Customers of Troy-based Flagstar Bancorp. are among those impacted by what appears to be a damaging cybersecurity breach of a Silicon Valley file-sharing firm.
As a result of the potential breach of customer information, the bank says it will offer those impacted a free two-year membership in credit monitoring and identity theft protection services.
Flagstar Bank, among the largest lenders headquartered in Michigan, announced on March 5 that it was informed in late January by vendor Accellion Inc. that the latter company had been breached.
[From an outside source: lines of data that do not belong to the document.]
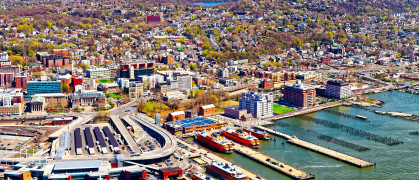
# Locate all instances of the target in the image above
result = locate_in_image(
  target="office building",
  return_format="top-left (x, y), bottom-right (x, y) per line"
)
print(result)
top-left (239, 91), bottom-right (273, 118)
top-left (283, 80), bottom-right (316, 107)
top-left (119, 62), bottom-right (154, 80)
top-left (86, 68), bottom-right (111, 79)
top-left (326, 80), bottom-right (351, 99)
top-left (27, 80), bottom-right (62, 96)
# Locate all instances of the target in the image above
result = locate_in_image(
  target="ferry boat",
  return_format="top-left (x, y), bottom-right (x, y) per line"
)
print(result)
top-left (192, 172), bottom-right (212, 180)
top-left (206, 160), bottom-right (249, 180)
top-left (222, 128), bottom-right (259, 148)
top-left (197, 131), bottom-right (234, 153)
top-left (243, 127), bottom-right (271, 140)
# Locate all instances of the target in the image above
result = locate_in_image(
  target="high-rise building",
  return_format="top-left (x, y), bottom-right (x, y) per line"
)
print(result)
top-left (239, 91), bottom-right (273, 118)
top-left (283, 80), bottom-right (316, 107)
top-left (176, 74), bottom-right (192, 92)
top-left (326, 80), bottom-right (351, 99)
top-left (27, 80), bottom-right (62, 96)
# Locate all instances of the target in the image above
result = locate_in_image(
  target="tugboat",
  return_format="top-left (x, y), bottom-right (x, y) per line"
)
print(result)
top-left (243, 127), bottom-right (271, 140)
top-left (206, 160), bottom-right (249, 180)
top-left (192, 172), bottom-right (212, 180)
top-left (197, 131), bottom-right (234, 153)
top-left (222, 128), bottom-right (259, 148)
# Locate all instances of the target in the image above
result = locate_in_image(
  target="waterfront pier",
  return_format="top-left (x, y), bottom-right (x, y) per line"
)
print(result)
top-left (233, 144), bottom-right (315, 180)
top-left (257, 126), bottom-right (374, 168)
“After Accellion informed us of the incident, Flagstar permanently discontinued use of this file sharing platform. Unfortunately, we have learned that the unauthorized party was able to access some of Flagstar’s information on the Accellion platform and that we are one of numerous Accellion clients who were impacted,” the bank wrote in a statement on its website.
“Upon discovery, we acted immediately to contain the threat and engaged a team of third-party forensic experts to investigate and determine the full scope of this incident,” the statement continued. “After a thorough, diligent review of the data, we are now in the process of notifying impacted customers directly via U.S. Mail.”
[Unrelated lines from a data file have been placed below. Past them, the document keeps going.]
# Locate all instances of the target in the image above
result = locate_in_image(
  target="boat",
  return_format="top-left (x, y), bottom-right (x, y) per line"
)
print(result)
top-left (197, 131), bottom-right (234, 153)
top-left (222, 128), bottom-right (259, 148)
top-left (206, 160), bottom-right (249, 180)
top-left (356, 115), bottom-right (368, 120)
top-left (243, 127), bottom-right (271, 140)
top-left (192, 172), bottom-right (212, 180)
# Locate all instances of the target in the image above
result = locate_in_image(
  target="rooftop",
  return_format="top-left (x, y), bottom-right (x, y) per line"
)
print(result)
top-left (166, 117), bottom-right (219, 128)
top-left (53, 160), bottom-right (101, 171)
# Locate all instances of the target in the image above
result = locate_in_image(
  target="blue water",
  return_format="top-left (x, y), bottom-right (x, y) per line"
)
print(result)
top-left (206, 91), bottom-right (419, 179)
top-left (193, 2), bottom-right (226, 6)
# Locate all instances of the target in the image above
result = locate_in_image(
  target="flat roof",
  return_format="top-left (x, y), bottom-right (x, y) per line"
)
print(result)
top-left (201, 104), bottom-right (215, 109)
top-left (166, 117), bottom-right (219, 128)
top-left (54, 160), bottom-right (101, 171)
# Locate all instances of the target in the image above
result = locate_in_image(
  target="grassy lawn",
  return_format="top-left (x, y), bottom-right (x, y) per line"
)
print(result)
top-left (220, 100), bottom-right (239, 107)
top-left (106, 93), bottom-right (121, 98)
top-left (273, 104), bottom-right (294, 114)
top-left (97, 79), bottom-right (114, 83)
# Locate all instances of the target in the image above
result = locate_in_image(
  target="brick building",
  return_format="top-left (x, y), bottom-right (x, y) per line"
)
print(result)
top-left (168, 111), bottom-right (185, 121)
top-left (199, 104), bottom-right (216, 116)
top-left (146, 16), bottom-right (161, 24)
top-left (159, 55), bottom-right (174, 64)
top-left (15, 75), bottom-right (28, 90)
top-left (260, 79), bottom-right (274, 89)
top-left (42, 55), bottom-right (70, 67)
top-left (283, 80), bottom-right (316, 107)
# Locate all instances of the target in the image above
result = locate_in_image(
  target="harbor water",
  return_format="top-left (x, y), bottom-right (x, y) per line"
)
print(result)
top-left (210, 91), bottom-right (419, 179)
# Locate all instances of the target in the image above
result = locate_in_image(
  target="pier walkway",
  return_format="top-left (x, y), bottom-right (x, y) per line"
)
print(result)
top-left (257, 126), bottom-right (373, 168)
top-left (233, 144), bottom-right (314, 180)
It’s unclear how many customers of the bank may have been impacted.
A published report earlier this month in Vice reported that hackers had posted a multitude of personal information — names, social security numbers, and home addresses — of Flagstar employees in a purported extortion attempt.
A spokesperson for Flagstar Bank declined to specific questions from Crain’s on Wednesday evening.
The hack at the end of this year appears to have impacted a host of Accelion clients, including the central bank of New Zealand, Harvard Business School, and Jones Day, a major U.S. law firm, according to The Associated Press.